Desafortunadamente, Muir está calificada para discutir tal escenario en detalle, habiendo terminado detrás de la medallista de oro Megan Oldham de Canadá, la china Eileen Gu y la campeona mundial Flora Tabanelli, una italiana que, sorprendentemente, estaba compitiendo después de romperse el ligamento cruzado de su rodilla derecha hace cuatro meses.
Cómo Muir terminó afuera es una historia que terminó en tragedia. Con cuatro tiros en salto restantes en el tercer set de tres, incluida ella misma, Muir estaba en lugar para el bronce.
Pero Tabanelli, el joven local de 18 años que entrena en este parque de nieve de primer nivel, se levantó y consiguió la mejor puntuación de la noche: 94,25 puntos.
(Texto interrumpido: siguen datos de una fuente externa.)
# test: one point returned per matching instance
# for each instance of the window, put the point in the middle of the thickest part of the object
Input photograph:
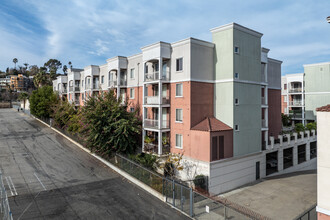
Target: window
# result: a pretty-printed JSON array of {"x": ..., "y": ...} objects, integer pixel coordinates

Fue fenomenal, y para Muir dejó una ecuación que era a la vez simple y diabólica: necesitaba alrededor de 92 puntos para recuperar la medalla.
Kirsty Muir del equipo GB terminó cuarta en un evento por segunda vez en los Juegos Olímpicos de Invierno.
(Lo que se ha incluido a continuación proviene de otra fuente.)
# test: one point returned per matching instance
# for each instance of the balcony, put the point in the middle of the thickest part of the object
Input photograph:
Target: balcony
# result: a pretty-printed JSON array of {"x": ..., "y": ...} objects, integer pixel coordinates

La joven de 21 años realizó una magnífica actuación y consiguió su tercer intento, pero no logró hacerlo limpio.
Muir se puso en la lucha por la medalla con un magnífico segundo intento en Livigno
Así que voló alto hacia el cielo nevado y aterrizó de espaldas al aterrizar, sin poder mejorar su puntuación y perdiendo un resultado entre los tres primeros por sólo 3,5 puntos.
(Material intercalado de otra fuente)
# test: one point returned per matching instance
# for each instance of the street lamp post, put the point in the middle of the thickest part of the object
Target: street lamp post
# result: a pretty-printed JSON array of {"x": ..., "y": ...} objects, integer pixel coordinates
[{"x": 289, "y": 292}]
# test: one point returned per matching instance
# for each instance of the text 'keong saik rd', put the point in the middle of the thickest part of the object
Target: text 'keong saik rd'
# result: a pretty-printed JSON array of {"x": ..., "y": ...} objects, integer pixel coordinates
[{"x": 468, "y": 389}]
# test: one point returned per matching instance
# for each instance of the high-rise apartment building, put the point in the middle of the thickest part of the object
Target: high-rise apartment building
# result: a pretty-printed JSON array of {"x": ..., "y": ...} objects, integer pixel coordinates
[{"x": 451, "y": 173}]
Muir dijo: “Estoy un poco arriba y abajo en este momento. Realmente no sé cómo sentirme. Lo puse todo ahí fuera, así que estoy muy orgulloso de ello. En la tercera carrera probé un truco que nunca había hecho antes y lo di todo y lo llevé conmigo”.
“En ese momento tuve que intentarlo y me alegro de haberlo probado. Es realmente agridulce. Llegué a esta competencia hoy sintiéndome muy agradecido y creo que todavía estoy en ese punto”.
Como el lunes pasado, las lágrimas brotaron, demostrando una vez más que los Juegos Olímpicos pueden ser un escenario magnífico pero también cruel.
“En ese momento tuve que intentarlo y me alegro de haberlo probado. Es realmente agridulce. Llegué a esta competencia hoy sintiéndome muy agradecido y creo que todavía estoy en ese punto”.
En el caso de Muir, los déficits de una medalla fueron sutiles. Para todos los efectos, este fue un premio que le quitaron en lugar de perderlo, lo cual es quizás la diferencia con el Slopestyle, donde tuvo un desempeño por debajo de su mejor nivel.
Aquí fue superada por la calidad superior de otras tres mujeres, incluso después de un comienzo lento. Con los mejores dos de tres saltos contando para una puntuación acumulativa, se encontró octava después de una primera ronda retrasada 75 minutos debido a una tormenta de nieve.
Su rutina había sido conservadora para los estándares de quienes la rodeaban y la puntuación de 81,75 puntos de la escocesa se vio inmediatamente presionada por Lara Wolf (93,5), Oldham (91,75), Gu y Tabanelli (ambos 90).
La responsabilidad por el segundo salto fue enorme, al igual que la puntuación de Muir: al salir de la rampa en cuatro rotaciones y media y un aterrizaje invertido, los jueces calificaron su esfuerzo con un 93 y de repente quedó segunda detrás de Oldham. En el lenguaje local, parecía encantada. Continúa el juego.
Pero los demás todavía no se dieron por vencidos. Primero fue superada por Gu, el campeón defensor, y luego por Tabanelli. Pasemos a Muir. Subió alto, se hizo grande y nuevamente bajó al cuarto lugar.